Note
Access to this page requires authorization. You can try signing in or changing directories.
Access to this page requires authorization. You can try changing directories.
The wanderbricks schema in the samples catalog contains a simulated travel booking platform dataset. It models a vacation rental marketplace, with tables covering users and hosts, property listings and destinations, bookings and payments, reviews and support logs, and clickstream activity.
Use this dataset to explore data engineering pipelines, analytics dashboards, and machine learning workflows without loading your own data.
Access the dataset
The Wanderbricks dataset is preloaded in the samples catalog and is available in Unity Catalog-enabled workspaces.

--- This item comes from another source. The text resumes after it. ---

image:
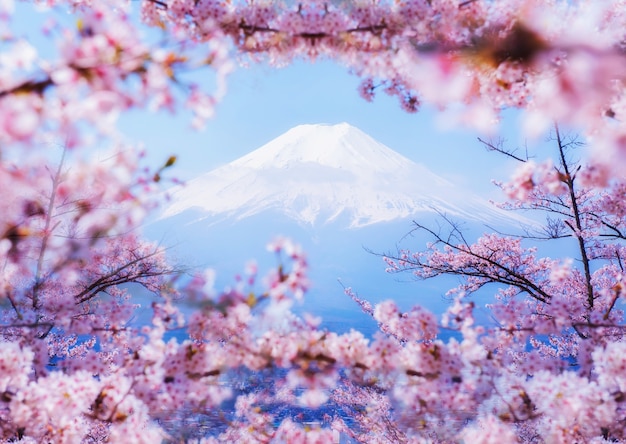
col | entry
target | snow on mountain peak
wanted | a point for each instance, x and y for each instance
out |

To list all tables in the schema:
SHOW TABLES IN samples.wanderbricks;
To preview data in a specific table:
SELECT *
FROM samples.wanderbricks.<table-name>
LIMIT 10;
Replace <table-name> with the table you want to explore, for example bookings or reviews.
Tables
The wanderbricks schema includes the following tables. Run SHOW TABLES IN samples.wanderbricks for the complete list.
| Table | Description |
|---|---|
users |
User profiles including name, email, country, and user type. |
hosts |
Host profiles linked to property listings, including account and contact details. |
properties |
Property listings with details such as title, type, price, and destination. |
bookings |
Booking records with check-in/check-out dates, guest counts, total amounts, and status. |
payments |
Payment records with method, amount, status, and booking references. |
booking_updates |
Booking state change records for change data capture (CDC) pipelines. |
reviews |
User reviews for properties, including ratings, comments, and an is_deleted flag for soft deletes. |
clickstream |
User activity events (views, clicks, searches, filters) with nested metadata for device and referrer. |
page_views |
Page view events tied to users and properties. |
customer_support_logs |
Support ticket logs with nested arrays of messages, including sender and sentiment. |
destinations |
Destination locations with names and descriptions, referenced by property listings. |
Primary table relationships
The following diagram shows the connections between users, bookings, properties, and related tables.

- Users and hosts
usersrepresents travelers and business customers.hostsrepresents property owners and operators.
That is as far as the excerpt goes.